A much discussed book in intellectual circles in Israel lately has been the Hebrew translation of The Attack by Mohammed Moulessehoul, an Algerian Muslim, who for some strange reason writes under his wife’s name Yasmina Khadra. The book's main character is a Bedouin, Dr Amin Jaafari, who works as a senior surgeon in a Tel Aviv hospital. Jaafari, quite apolitical, remains indifferent when a terror attack takes place in the city, wounding dozens.

His life dramatically changes when he is called to his own hospital to identify his wife’s dead body. There he learns his wife was not an innocent victim, but one of the suicide bombers. His inner turmoil after  making this discovery takes up the bulk of the work.

Khadra has never visited Israel or Palestine. That makes his immense familiarity with Tel Aviv's streets most surprising. He explains he chose the Bedouin hero because of "the tradition, the authenticity and the philosophy that accompanies their lives." Foremost in Khadra's mind, Jaafari represents an example of what Palestinian Arabs could be if the world lets them stop fighting.

It is well known that Jerusalem is crucial to three different religions - Christianity, Judaism and Islam. Not so well known is that   Jerusalem celebrates three separate Christmases!  The Roman Catholic, Greek Orthodox and Armenian Chruches  all celebrate the birth of Jesus here on different days: December 25, January 7 and January 19 respectively.

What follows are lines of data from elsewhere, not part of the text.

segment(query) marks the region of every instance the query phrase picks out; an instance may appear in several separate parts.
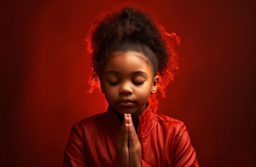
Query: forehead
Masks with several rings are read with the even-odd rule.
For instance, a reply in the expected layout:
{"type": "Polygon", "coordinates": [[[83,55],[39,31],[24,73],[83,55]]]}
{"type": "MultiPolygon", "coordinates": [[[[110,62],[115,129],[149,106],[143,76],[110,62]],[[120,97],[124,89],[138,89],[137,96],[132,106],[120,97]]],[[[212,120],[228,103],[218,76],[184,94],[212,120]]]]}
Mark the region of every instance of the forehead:
{"type": "Polygon", "coordinates": [[[142,71],[150,75],[152,73],[152,68],[147,61],[147,58],[141,53],[115,51],[111,54],[101,72],[106,73],[108,70],[115,70],[125,73],[142,71]]]}

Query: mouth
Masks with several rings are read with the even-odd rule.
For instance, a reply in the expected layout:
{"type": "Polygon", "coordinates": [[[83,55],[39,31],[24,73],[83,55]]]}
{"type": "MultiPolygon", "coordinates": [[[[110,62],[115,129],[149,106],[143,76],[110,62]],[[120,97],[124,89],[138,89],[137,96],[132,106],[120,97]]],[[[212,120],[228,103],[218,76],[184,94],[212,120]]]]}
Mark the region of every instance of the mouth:
{"type": "Polygon", "coordinates": [[[124,99],[119,101],[117,103],[134,103],[134,101],[129,99],[124,99]]]}
{"type": "Polygon", "coordinates": [[[134,105],[134,101],[129,99],[123,99],[119,101],[117,103],[124,107],[131,107],[134,105]]]}

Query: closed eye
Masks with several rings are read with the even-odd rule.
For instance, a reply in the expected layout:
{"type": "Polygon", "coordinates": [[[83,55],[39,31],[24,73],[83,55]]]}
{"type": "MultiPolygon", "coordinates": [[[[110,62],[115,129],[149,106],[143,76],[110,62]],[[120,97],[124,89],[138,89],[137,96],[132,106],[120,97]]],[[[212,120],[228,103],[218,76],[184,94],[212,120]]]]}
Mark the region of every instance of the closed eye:
{"type": "Polygon", "coordinates": [[[111,82],[110,81],[108,81],[108,84],[109,84],[110,85],[116,85],[119,83],[119,82],[111,82]]]}
{"type": "Polygon", "coordinates": [[[135,85],[142,85],[144,84],[144,81],[140,82],[132,82],[135,85]]]}

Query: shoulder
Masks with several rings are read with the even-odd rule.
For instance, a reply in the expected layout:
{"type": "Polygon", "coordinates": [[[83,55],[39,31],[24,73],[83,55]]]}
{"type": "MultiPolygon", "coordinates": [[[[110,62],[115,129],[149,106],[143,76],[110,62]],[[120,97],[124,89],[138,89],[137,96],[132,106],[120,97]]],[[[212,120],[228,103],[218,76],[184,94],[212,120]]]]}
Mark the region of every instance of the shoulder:
{"type": "Polygon", "coordinates": [[[154,114],[155,116],[155,118],[157,121],[158,122],[172,122],[173,123],[184,123],[183,122],[175,119],[175,118],[173,118],[171,117],[170,116],[162,115],[161,114],[154,114]]]}
{"type": "Polygon", "coordinates": [[[186,128],[183,122],[170,116],[158,114],[154,114],[157,123],[169,129],[180,132],[182,129],[186,128]]]}

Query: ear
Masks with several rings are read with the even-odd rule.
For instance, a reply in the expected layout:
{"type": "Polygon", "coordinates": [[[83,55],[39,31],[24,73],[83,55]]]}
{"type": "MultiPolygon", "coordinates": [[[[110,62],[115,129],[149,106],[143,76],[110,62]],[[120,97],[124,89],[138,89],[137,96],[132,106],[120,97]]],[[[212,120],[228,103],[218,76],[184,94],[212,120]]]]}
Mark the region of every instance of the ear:
{"type": "Polygon", "coordinates": [[[159,76],[157,75],[154,77],[153,79],[153,82],[152,82],[152,87],[151,88],[151,91],[150,93],[151,94],[154,94],[157,91],[157,81],[159,76]]]}
{"type": "Polygon", "coordinates": [[[101,78],[101,75],[98,75],[98,77],[99,78],[99,83],[101,85],[101,92],[103,94],[105,94],[105,92],[104,91],[104,89],[103,88],[103,86],[102,86],[102,79],[101,78]]]}

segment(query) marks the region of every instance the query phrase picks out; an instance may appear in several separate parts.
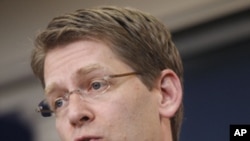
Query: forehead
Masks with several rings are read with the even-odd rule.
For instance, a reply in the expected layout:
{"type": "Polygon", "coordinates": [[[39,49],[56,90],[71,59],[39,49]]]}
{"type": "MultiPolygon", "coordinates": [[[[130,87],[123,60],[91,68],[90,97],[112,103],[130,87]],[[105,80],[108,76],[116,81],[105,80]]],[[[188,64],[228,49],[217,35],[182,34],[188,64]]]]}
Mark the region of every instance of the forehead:
{"type": "Polygon", "coordinates": [[[104,68],[115,73],[131,70],[102,42],[81,40],[58,46],[50,50],[45,58],[45,85],[69,81],[75,74],[104,68]]]}

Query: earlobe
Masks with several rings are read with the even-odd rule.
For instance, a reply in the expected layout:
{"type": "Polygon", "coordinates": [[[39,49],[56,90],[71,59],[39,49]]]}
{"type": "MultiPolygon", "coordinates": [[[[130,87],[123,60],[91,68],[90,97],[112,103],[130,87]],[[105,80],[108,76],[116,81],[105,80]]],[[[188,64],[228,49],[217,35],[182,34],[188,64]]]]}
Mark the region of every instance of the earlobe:
{"type": "Polygon", "coordinates": [[[170,69],[163,70],[159,79],[159,112],[166,118],[174,116],[182,101],[182,86],[178,76],[170,69]]]}

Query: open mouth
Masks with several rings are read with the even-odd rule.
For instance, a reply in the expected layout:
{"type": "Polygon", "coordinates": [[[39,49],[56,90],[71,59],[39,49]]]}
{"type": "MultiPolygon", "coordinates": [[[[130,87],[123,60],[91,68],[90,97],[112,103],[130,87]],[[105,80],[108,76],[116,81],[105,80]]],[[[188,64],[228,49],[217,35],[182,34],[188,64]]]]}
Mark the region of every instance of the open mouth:
{"type": "Polygon", "coordinates": [[[101,138],[98,137],[83,137],[80,139],[76,139],[75,141],[100,141],[101,138]]]}

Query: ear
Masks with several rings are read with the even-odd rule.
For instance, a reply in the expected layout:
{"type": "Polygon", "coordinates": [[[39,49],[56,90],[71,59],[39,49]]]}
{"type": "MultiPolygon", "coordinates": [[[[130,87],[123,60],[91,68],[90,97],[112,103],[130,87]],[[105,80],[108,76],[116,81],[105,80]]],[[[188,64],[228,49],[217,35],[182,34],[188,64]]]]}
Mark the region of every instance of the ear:
{"type": "Polygon", "coordinates": [[[182,102],[182,86],[179,77],[170,69],[161,72],[159,112],[162,117],[171,118],[182,102]]]}

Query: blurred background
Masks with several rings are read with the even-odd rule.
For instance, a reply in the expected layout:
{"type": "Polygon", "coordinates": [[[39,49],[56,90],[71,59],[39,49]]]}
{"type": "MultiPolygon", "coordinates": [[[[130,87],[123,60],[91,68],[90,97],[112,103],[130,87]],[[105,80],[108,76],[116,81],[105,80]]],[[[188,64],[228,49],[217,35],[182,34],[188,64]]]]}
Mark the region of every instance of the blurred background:
{"type": "Polygon", "coordinates": [[[54,119],[35,112],[33,40],[53,17],[100,5],[149,12],[172,32],[185,69],[181,141],[228,141],[230,124],[250,124],[250,0],[1,0],[0,140],[59,141],[54,119]]]}

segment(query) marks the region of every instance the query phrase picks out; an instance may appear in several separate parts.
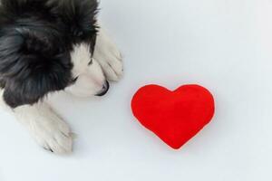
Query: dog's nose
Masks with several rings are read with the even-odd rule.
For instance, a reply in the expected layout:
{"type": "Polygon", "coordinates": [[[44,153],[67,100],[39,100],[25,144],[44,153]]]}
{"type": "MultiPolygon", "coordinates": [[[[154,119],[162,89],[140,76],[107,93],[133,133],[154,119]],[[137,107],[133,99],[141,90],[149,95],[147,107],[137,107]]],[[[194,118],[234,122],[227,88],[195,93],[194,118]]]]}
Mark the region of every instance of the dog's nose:
{"type": "Polygon", "coordinates": [[[108,92],[109,89],[110,89],[110,83],[109,83],[109,81],[106,81],[102,90],[98,94],[96,94],[96,96],[105,95],[108,92]]]}

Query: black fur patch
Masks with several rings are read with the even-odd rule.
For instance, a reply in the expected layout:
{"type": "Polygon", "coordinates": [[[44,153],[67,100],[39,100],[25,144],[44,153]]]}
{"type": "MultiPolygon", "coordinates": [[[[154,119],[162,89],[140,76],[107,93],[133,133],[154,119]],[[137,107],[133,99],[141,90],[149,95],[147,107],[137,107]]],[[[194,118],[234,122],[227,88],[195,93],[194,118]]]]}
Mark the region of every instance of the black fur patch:
{"type": "Polygon", "coordinates": [[[34,104],[73,83],[70,52],[93,52],[96,0],[2,0],[0,87],[12,108],[34,104]]]}

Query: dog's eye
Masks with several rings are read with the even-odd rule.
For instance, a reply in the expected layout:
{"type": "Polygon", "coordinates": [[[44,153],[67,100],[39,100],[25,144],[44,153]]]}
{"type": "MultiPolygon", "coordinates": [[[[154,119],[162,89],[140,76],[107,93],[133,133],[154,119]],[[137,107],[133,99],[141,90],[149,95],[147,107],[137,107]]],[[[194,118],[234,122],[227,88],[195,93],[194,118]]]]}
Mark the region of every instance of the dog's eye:
{"type": "Polygon", "coordinates": [[[78,76],[77,76],[76,78],[73,78],[73,79],[72,80],[72,82],[74,83],[77,80],[78,80],[78,76]]]}

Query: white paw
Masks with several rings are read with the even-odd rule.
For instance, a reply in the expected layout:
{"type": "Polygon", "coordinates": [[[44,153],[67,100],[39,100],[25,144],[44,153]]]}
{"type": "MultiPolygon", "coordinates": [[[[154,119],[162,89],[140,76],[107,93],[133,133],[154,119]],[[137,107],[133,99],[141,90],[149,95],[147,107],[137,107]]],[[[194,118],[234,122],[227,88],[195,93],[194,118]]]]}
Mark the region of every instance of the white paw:
{"type": "Polygon", "coordinates": [[[123,74],[121,53],[102,29],[98,33],[93,56],[102,67],[108,81],[117,81],[121,78],[123,74]]]}
{"type": "Polygon", "coordinates": [[[73,148],[73,134],[61,119],[39,118],[32,126],[32,135],[39,145],[56,154],[68,154],[73,148]]]}
{"type": "Polygon", "coordinates": [[[55,154],[68,154],[73,148],[73,134],[66,122],[49,106],[22,107],[17,119],[29,129],[36,142],[55,154]]]}

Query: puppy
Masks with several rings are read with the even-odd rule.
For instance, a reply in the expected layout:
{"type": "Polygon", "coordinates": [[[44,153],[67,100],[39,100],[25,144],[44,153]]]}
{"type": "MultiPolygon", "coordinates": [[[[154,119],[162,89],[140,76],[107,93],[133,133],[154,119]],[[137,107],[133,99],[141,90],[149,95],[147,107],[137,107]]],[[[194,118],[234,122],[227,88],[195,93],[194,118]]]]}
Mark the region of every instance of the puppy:
{"type": "Polygon", "coordinates": [[[96,0],[1,1],[0,104],[56,154],[72,152],[73,138],[46,96],[102,96],[108,81],[122,75],[121,53],[97,12],[96,0]]]}

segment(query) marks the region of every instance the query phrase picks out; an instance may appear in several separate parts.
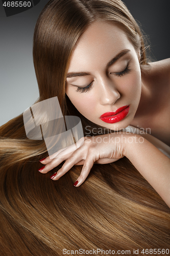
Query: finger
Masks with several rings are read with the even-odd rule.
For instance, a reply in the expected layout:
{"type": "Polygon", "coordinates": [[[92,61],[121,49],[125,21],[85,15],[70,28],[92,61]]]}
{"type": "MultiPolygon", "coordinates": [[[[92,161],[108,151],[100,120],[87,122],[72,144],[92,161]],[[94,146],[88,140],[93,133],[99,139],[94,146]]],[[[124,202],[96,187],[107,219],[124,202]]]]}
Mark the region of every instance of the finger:
{"type": "Polygon", "coordinates": [[[81,154],[79,155],[77,153],[77,154],[73,154],[70,158],[66,160],[62,167],[57,172],[57,174],[55,176],[53,177],[52,176],[51,178],[54,180],[58,180],[70,170],[76,163],[80,162],[82,159],[82,156],[81,154]]]}
{"type": "Polygon", "coordinates": [[[81,161],[80,161],[78,163],[75,163],[75,165],[83,165],[84,164],[85,160],[82,160],[81,161]]]}
{"type": "Polygon", "coordinates": [[[74,186],[78,187],[85,180],[89,174],[90,170],[94,164],[93,159],[89,155],[85,161],[80,175],[74,184],[74,186]]]}

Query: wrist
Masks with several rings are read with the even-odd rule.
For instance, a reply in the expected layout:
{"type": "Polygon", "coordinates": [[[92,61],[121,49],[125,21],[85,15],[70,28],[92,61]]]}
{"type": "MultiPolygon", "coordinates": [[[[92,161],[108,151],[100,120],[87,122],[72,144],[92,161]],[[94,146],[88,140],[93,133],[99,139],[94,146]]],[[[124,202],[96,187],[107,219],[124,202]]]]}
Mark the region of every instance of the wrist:
{"type": "Polygon", "coordinates": [[[136,147],[141,146],[141,145],[144,142],[144,139],[138,134],[124,134],[121,136],[124,155],[130,159],[131,155],[136,150],[136,147]]]}

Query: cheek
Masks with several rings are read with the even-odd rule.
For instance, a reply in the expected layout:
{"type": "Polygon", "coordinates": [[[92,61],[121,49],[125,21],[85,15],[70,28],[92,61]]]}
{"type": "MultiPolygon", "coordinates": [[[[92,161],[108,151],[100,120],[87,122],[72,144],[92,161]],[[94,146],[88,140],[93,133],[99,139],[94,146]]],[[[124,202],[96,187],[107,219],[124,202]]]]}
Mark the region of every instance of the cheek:
{"type": "Polygon", "coordinates": [[[122,85],[122,93],[126,94],[133,100],[138,100],[140,98],[141,89],[140,70],[134,71],[125,77],[122,85]]]}
{"type": "Polygon", "coordinates": [[[93,94],[88,94],[88,92],[80,93],[69,91],[66,91],[67,96],[81,114],[87,117],[90,114],[91,111],[94,110],[96,105],[96,99],[93,94]]]}

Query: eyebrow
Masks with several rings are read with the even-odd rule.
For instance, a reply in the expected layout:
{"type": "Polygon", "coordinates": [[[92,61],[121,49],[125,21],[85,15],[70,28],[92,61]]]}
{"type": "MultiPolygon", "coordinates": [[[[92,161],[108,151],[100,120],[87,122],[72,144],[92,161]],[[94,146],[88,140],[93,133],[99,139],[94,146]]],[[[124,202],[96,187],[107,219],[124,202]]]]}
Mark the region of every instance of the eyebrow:
{"type": "MultiPolygon", "coordinates": [[[[125,55],[126,53],[130,52],[130,50],[129,49],[125,49],[121,51],[120,52],[118,53],[114,58],[113,58],[106,66],[107,69],[108,69],[110,66],[111,66],[113,63],[116,62],[119,58],[120,58],[123,56],[125,55]]],[[[84,76],[90,75],[90,73],[88,72],[70,72],[68,73],[67,74],[66,78],[69,78],[70,77],[75,77],[76,76],[84,76]]]]}

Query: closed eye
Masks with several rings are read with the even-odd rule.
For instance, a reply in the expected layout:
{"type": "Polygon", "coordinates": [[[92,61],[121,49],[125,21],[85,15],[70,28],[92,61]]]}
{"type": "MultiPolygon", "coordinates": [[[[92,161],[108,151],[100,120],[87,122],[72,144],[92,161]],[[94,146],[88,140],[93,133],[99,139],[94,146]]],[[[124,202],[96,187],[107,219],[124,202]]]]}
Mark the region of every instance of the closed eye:
{"type": "Polygon", "coordinates": [[[78,87],[76,92],[80,92],[81,93],[86,93],[88,91],[89,91],[92,88],[92,84],[93,81],[92,81],[88,86],[86,87],[78,87]]]}
{"type": "MultiPolygon", "coordinates": [[[[119,76],[121,77],[123,76],[123,75],[125,75],[126,74],[128,74],[130,73],[130,72],[131,71],[131,70],[129,68],[129,63],[128,64],[127,66],[126,67],[126,69],[124,69],[123,71],[121,72],[116,72],[114,73],[114,74],[116,76],[119,76]]],[[[78,87],[77,89],[76,90],[76,92],[80,92],[80,93],[86,93],[89,91],[91,88],[92,88],[92,84],[93,83],[93,81],[92,81],[89,84],[88,84],[87,86],[86,87],[78,87]]]]}
{"type": "Polygon", "coordinates": [[[126,74],[128,74],[129,73],[130,73],[130,72],[131,71],[131,70],[129,68],[129,63],[128,63],[127,66],[126,67],[126,69],[124,69],[124,70],[123,70],[121,72],[114,73],[114,74],[117,76],[121,77],[121,76],[125,75],[126,74]]]}

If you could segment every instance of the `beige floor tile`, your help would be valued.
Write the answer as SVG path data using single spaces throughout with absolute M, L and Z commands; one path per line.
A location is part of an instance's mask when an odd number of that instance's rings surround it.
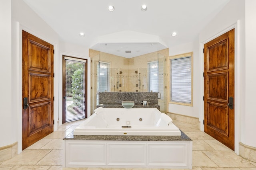
M 66 131 L 68 129 L 71 127 L 71 125 L 63 125 L 58 128 L 58 131 Z
M 50 166 L 42 165 L 16 165 L 12 170 L 48 170 Z
M 42 147 L 41 149 L 62 149 L 62 139 L 55 139 L 52 140 Z
M 203 151 L 208 157 L 220 167 L 255 167 L 248 161 L 233 151 Z
M 193 140 L 193 150 L 215 150 L 211 146 L 202 140 Z
M 0 150 L 0 162 L 12 158 L 12 148 Z
M 240 170 L 238 168 L 202 168 L 202 170 Z
M 256 170 L 256 168 L 240 168 L 240 170 Z
M 216 150 L 232 150 L 227 147 L 226 147 L 216 140 L 204 140 L 204 141 Z
M 27 147 L 26 149 L 39 149 L 52 140 L 52 139 L 42 139 L 31 146 Z
M 185 133 L 192 140 L 206 140 L 214 139 L 209 135 L 201 131 L 197 132 L 186 132 Z
M 73 131 L 77 127 L 78 125 L 70 126 L 70 127 L 67 129 L 67 131 Z
M 42 159 L 37 165 L 62 165 L 62 150 L 53 149 Z
M 87 168 L 63 168 L 63 170 L 87 170 Z
M 252 162 L 252 161 L 250 161 L 250 162 L 251 164 L 252 164 L 254 166 L 255 166 L 255 167 L 256 167 L 256 162 Z
M 55 131 L 48 135 L 44 139 L 63 139 L 71 132 L 70 131 Z
M 53 165 L 51 166 L 48 170 L 62 170 L 62 166 Z
M 2 165 L 34 165 L 44 158 L 50 150 L 24 150 L 22 153 L 4 162 Z
M 215 167 L 218 166 L 201 151 L 193 151 L 192 166 Z
M 0 170 L 10 170 L 14 166 L 13 165 L 0 165 Z

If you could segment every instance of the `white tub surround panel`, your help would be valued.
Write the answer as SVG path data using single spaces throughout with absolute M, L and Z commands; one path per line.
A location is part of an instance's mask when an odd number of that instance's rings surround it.
M 192 141 L 63 141 L 64 167 L 192 168 Z

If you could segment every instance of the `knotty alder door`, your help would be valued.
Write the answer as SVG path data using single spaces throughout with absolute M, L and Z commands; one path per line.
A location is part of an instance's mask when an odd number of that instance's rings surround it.
M 22 150 L 53 131 L 53 46 L 22 31 Z
M 204 44 L 204 131 L 234 149 L 234 29 Z

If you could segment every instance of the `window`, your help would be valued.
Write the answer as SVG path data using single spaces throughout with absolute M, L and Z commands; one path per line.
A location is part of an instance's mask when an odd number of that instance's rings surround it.
M 170 57 L 170 103 L 192 105 L 192 52 Z
M 62 123 L 87 117 L 86 61 L 63 57 Z
M 158 61 L 148 63 L 148 91 L 158 92 Z
M 110 64 L 100 61 L 97 67 L 97 101 L 99 104 L 99 92 L 110 92 Z

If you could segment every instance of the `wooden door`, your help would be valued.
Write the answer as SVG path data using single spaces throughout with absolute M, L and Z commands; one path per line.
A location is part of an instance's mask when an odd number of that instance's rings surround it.
M 24 31 L 22 109 L 23 150 L 53 131 L 53 45 Z
M 234 150 L 234 29 L 204 44 L 204 131 Z

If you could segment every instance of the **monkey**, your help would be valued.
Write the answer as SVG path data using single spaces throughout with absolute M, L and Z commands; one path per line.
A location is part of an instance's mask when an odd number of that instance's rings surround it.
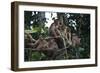
M 78 37 L 75 33 L 72 34 L 72 46 L 77 47 L 81 44 L 81 38 Z
M 24 34 L 24 39 L 25 39 L 25 48 L 32 48 L 34 42 L 36 41 L 35 39 L 32 38 L 30 33 L 26 33 Z
M 62 40 L 62 37 L 64 38 L 64 40 L 68 45 L 72 45 L 71 29 L 68 26 L 61 23 L 59 19 L 54 20 L 54 23 L 51 24 L 49 31 L 50 31 L 50 36 L 56 38 L 56 42 L 60 48 L 64 47 L 64 42 Z

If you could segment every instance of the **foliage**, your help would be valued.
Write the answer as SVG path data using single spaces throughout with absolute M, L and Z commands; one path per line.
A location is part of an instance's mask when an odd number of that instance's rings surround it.
M 40 35 L 48 37 L 48 27 L 45 27 L 47 18 L 45 12 L 25 11 L 25 31 L 31 33 L 34 39 L 38 39 Z M 81 38 L 80 47 L 69 47 L 67 59 L 83 59 L 90 57 L 90 15 L 79 13 L 57 13 L 66 26 L 71 29 L 72 33 L 76 33 Z M 62 37 L 63 38 L 63 37 Z M 27 54 L 27 52 L 25 53 Z M 66 59 L 63 56 L 63 59 Z M 28 56 L 25 56 L 27 60 Z M 32 61 L 47 60 L 48 57 L 43 52 L 32 52 Z

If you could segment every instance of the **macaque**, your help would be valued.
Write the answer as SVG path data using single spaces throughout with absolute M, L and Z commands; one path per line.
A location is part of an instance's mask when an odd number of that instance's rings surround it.
M 25 38 L 25 48 L 32 48 L 36 40 L 32 38 L 31 34 L 26 32 L 24 38 Z
M 46 50 L 47 48 L 48 42 L 42 36 L 34 43 L 34 49 Z
M 81 38 L 79 38 L 75 33 L 72 34 L 72 46 L 77 47 L 79 46 Z
M 71 41 L 71 30 L 64 24 L 60 22 L 60 20 L 56 19 L 54 20 L 54 23 L 51 24 L 51 27 L 49 29 L 50 36 L 56 38 L 56 42 L 60 48 L 64 47 L 64 42 L 62 40 L 62 37 L 66 41 L 66 45 L 72 45 Z M 61 46 L 62 45 L 62 46 Z

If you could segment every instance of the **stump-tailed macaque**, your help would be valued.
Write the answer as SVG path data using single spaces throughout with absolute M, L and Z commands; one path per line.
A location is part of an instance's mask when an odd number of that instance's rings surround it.
M 77 47 L 81 44 L 80 42 L 81 38 L 78 37 L 75 33 L 72 34 L 72 46 Z
M 51 24 L 49 28 L 50 36 L 56 38 L 56 43 L 58 44 L 59 48 L 64 48 L 63 39 L 66 40 L 66 44 L 72 45 L 71 42 L 71 30 L 62 24 L 60 20 L 55 19 L 54 23 Z
M 32 48 L 36 40 L 32 38 L 31 34 L 26 32 L 24 34 L 24 38 L 25 38 L 25 48 Z

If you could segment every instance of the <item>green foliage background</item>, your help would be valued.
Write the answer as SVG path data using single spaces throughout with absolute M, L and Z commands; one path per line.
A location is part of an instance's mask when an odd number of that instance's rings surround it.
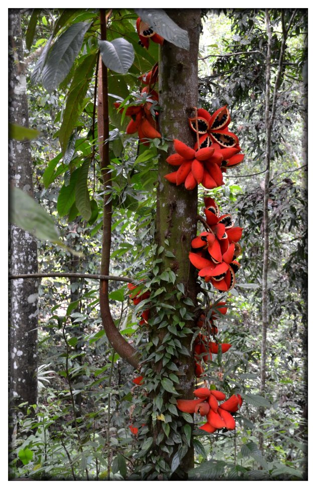
M 270 12 L 275 66 L 280 11 Z M 44 45 L 52 33 L 56 36 L 77 23 L 89 23 L 79 55 L 58 90 L 48 93 L 40 84 L 28 84 L 30 127 L 40 132 L 32 141 L 35 197 L 57 223 L 61 236 L 55 244 L 39 241 L 39 270 L 47 272 L 98 272 L 103 195 L 93 103 L 98 15 L 94 10 L 56 9 L 23 17 L 27 56 Z M 136 17 L 132 11 L 113 12 L 108 40 L 123 37 L 132 44 L 135 58 L 126 75 L 109 72 L 111 102 L 129 100 L 138 90 L 139 74 L 150 69 L 157 59 L 157 45 L 151 43 L 148 51 L 138 45 Z M 206 370 L 218 388 L 242 393 L 244 403 L 235 432 L 206 436 L 195 430 L 196 467 L 190 477 L 197 480 L 301 480 L 306 476 L 306 183 L 305 167 L 301 168 L 305 164 L 306 17 L 305 11 L 298 10 L 291 31 L 272 135 L 266 399 L 258 395 L 265 147 L 262 53 L 267 42 L 264 12 L 213 10 L 204 18 L 200 56 L 205 59 L 200 61 L 200 102 L 211 111 L 228 104 L 232 130 L 237 133 L 246 155 L 242 165 L 229 170 L 225 185 L 212 193 L 222 213 L 231 213 L 244 232 L 238 283 L 230 295 L 229 311 L 219 321 L 220 341 L 227 340 L 233 347 L 222 357 L 217 355 Z M 225 53 L 230 55 L 220 56 Z M 163 149 L 164 142 L 154 140 L 148 148 L 139 149 L 136 138 L 124 132 L 126 118 L 111 103 L 109 108 L 113 185 L 108 196 L 114 209 L 110 273 L 145 278 L 146 284 L 149 278 L 151 284 L 163 282 L 152 257 L 157 148 Z M 201 190 L 201 206 L 203 196 Z M 170 273 L 166 278 L 173 281 Z M 29 407 L 29 417 L 19 420 L 11 454 L 11 477 L 71 480 L 75 473 L 78 480 L 87 476 L 130 480 L 145 475 L 141 458 L 150 449 L 152 438 L 137 419 L 144 393 L 131 382 L 135 376 L 131 368 L 108 343 L 101 323 L 97 286 L 88 279 L 42 280 L 39 402 Z M 121 332 L 135 345 L 148 348 L 147 332 L 137 318 L 145 304 L 133 307 L 126 287 L 119 283 L 110 282 L 110 287 L 112 314 Z M 177 292 L 181 295 L 181 291 Z M 200 300 L 202 304 L 202 297 Z M 168 391 L 173 386 L 171 382 L 164 387 Z M 260 406 L 266 408 L 261 420 Z M 174 404 L 172 414 L 174 409 Z M 166 423 L 168 426 L 168 420 Z M 131 434 L 131 424 L 139 427 L 139 439 Z M 258 448 L 259 433 L 264 437 L 263 454 Z M 168 437 L 169 431 L 165 433 Z M 177 442 L 171 440 L 170 444 Z M 164 464 L 157 461 L 157 473 L 167 470 Z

Not many people know about the Armenian Church, which is ironic, because Armenia officially adopted the faith in 301 AD, well before the West did!  This church does not believe in merry making or gift exchanging at Christmas, which it claims are  pagan influences.  Says the spokesman for the Armenian Patriarchate, "Originally the pagans worshipped Saturn on  December 25 in Rome, while Christians celebrated the birth of Jesus on January 6." The pope of the day, Sylvester, in order to abolish the pagan feast, moved the celebration of Jesus's birthday from January 6 to December 25, but the Armenian Church saw no reason to follow his diktat.

Since the Armenians maintain the ancient date of Christmas as well as the old (Julian) calendar, 13 days are added to January 6, postponing Armenian Christmas until January 19 on the modern (Gregorian) calendar.

The Greek Orthodox Church was initially most reluctant to join the Western church in celebrating Christmas on December 25, but eventually did so for the sake of Christian unity. Still, Jerusalem's Greek Orthodox Church clings to the Julian calendar, so when it adds the required 13 days to December 25, it celebrates Christmas on January 7 according to the modern calendar.

Obviously since the majority population is Jewish, for most Israelis all three days are simply normal working days.